Les implémentations les plus fructueuses commencent par des outils de productivité individuelle, tels que les synthèses de documents, l’assistance à la rédaction d’emails et la recherche interne, avant d’envisager des fonctionnalités « agentiques » plus complexes. Cette approche permet aux organisations de développer une culture de l’intelligence artificielle tout en démontrant une valeur ajoutée tangible.
En conclusion : se préparer positivement pour l’avenir sans croire aux miracles
Notre conversation avec Ed Keisling révèle que les agents IA recèlent à la fois un énorme potentiel et des limites importantes. La vision de systèmes IA entièrement autonomes reste largement un vœu pieux, même si les applications pratiques de la technologie IA livrent déjà une valeur business mesurable.
L’insight clé pour les dirigeants d’entreprise est l’importance d’attentes réalistes couplées à une préparation stratégique. Les agents IA ne sont pas encore prêts à remplacer les travailleurs humains, mais ils transforment déjà la façon dont nous travaillons. Les organisations qui se concentrent sur des applications pratiques, investissent dans le développement de leur potentiel humain et restent prudentes face aux promesses des éditeurs seront les mieux positionnées pour bénéficier de cette évolution technologique.

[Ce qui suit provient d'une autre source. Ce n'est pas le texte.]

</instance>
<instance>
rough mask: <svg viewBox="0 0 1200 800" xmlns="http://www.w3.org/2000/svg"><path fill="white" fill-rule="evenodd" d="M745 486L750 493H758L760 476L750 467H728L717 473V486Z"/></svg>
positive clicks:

Et Ed Keisling de conclure : « Vous devez mettre vos opinions et biais personnels de côté et vous intéresser à ces technologies. C’est en prenant part au processus de transformation et aux débats que vous en comprendrez les limites. » Cette approche raisonnable qui consiste à embrasser la technologie tout en conservant un œil critique représente la meilleure voie pour le futur à l’ère des agents IA.
L’avenir des agents IA s’écrit aujourd’hui, non pas dans de grands effets de manche autour de l’intelligence artificielle générale, mais dans les applications pratiques qui résolvent de vrais problèmes business, un workflow automatisé après l’autre.
À propos d’Ed Keisling
Ed Keisling est le tout nouveau directeur IA de Progress Software Corporation, apportant plus de trois décennies d’expérience en leadership technologique. Il a précédemment officié comme vice-président senior de l’ingénierie pour la gestion d’infrastructure chez Progress, a été membre de l’équipe exécutive chez Vecna Technologies supervisant l’ingénierie, l’IT, les DevOps, le support, la gestion de programme et l’analytique, et a passé plus de 17 ans dans des rôles d’ingénierie senior chez Pegasystems. Se spécialisant dans les architectures de systèmes complexes, l’informatique dans le cloud, et la gestion d’infrastructures à grande échelle, Keisling est aussi mentor à travers le Programme Pathways de UNH et le Programme Undergraduate Practice Opportunities (UPOP) du MIT. Dans son nouveau rôle de CAIO, il dirige la stratégie IA de Progress et la transformation du portefeuille produit, reportant directement au PDG Yogesh Gupta.